Tips: keep secrets in credentials, add retries and timeouts on HTTP nodes, implement error notifications, and paginate large API fetches.
Validation: use IF/Code nodes to sanitize inputs and guard against empty payloads.
Why Automate This with AI Agents
AI‑assisted automations offload repetitive, error‑prone tasks to a predictable workflow. Instead of manual copy‑paste and ad‑hoc scripts, your team gets a governed pipeline with versioned state, auditability, and observable runs.
n8n’s node graph makes data flow transparent while AI‑powered enrichment (classification, extraction, summarization) boosts throughput and consistency. Teams reclaim time, reduce operational costs, and standardize best practices without sacrificing flexibility.
Compared to one‑off integrations, an AI agent is easier to extend: swap APIs, add filters, or bolt on notifications without rewriting everything.
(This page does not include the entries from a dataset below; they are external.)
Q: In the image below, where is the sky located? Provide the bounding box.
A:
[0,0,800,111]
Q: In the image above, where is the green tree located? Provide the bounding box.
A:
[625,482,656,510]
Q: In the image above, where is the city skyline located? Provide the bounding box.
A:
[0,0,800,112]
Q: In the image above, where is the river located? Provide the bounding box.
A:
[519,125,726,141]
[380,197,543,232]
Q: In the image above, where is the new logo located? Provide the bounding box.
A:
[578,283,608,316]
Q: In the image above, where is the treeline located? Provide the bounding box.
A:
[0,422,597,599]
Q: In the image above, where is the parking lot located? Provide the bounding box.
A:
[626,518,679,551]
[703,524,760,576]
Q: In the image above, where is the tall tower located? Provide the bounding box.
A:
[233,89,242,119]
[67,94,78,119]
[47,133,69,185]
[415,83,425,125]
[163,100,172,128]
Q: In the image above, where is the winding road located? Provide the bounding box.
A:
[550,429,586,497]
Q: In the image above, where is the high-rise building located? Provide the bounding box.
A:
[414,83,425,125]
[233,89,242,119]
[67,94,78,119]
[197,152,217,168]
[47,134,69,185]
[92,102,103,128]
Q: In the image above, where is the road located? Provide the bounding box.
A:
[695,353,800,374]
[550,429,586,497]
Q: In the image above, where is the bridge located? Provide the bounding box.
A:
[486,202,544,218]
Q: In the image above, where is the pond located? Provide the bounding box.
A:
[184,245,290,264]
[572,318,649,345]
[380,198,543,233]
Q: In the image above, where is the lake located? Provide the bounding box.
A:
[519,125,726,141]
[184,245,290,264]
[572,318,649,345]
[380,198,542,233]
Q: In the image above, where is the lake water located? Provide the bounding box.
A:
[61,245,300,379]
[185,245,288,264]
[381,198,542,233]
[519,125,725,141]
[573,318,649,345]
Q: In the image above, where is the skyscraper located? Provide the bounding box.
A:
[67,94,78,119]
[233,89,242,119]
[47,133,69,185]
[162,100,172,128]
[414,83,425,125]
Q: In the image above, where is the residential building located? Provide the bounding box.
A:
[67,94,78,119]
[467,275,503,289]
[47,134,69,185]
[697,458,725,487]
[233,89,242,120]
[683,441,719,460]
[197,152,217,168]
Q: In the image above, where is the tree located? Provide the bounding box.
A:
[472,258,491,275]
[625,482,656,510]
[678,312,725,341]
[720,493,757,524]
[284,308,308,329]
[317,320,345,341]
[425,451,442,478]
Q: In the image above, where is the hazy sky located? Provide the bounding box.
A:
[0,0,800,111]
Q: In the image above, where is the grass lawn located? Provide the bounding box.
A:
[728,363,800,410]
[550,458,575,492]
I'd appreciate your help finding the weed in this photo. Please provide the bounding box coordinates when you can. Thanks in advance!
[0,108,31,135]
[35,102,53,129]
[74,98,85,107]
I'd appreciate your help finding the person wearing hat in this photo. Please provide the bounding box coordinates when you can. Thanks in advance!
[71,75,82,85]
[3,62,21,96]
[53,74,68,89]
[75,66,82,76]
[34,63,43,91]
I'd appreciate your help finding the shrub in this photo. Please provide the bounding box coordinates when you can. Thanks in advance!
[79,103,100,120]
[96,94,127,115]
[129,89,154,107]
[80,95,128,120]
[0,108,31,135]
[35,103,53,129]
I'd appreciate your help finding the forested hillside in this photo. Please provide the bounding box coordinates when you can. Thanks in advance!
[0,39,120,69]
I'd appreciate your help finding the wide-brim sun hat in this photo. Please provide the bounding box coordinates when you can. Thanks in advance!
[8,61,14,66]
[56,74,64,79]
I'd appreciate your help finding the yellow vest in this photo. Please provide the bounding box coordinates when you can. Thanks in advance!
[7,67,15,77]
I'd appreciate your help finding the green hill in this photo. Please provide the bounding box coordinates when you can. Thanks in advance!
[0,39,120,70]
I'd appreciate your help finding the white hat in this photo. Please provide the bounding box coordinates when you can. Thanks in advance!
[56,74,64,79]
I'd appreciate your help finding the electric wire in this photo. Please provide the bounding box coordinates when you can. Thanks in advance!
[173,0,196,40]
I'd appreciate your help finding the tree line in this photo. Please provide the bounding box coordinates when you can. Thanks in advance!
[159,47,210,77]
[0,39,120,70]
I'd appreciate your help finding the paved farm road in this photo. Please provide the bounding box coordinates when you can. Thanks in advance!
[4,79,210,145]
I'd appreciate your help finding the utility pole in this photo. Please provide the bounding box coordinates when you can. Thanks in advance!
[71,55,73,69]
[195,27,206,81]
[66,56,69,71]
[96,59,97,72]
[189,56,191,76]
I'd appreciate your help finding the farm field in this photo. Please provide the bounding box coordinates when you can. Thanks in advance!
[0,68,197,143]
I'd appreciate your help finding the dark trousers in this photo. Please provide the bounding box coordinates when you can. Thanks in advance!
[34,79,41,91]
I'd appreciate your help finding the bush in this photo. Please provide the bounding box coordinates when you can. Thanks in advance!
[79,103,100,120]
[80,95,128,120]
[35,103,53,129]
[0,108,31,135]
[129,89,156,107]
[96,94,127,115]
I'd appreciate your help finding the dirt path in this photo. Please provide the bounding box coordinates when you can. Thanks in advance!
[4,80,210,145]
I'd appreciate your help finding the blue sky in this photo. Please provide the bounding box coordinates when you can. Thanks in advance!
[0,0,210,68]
You get reliability, control, and a faster path from idea to production.
Best Practices
- Credentials: restrict scopes and rotate tokens regularly.
- Resilience: configure retries, timeouts, and backoff for API nodes.
- Data Quality: validate inputs; normalize fields early to reduce downstream branching.
- Performance: batch records and paginate for large datasets.
- Observability: add failure alerts (Email/Slack) and persistent logs for auditing.
- Security: avoid sensitive data in logs; use environment variables and n8n credentials.
FAQs
Can I swap integrations later? Yes. Replace or add nodes and re‑map fields without rebuilding the whole flow.
How do I monitor failures? Use Execution logs and add notifications on the Error Trigger path.
Does it scale? Use queues, batching, and sub‑workflows to split responsibilities and control load.
Is my data safe? Keep secrets in Credentials, restrict token scopes, and review access logs.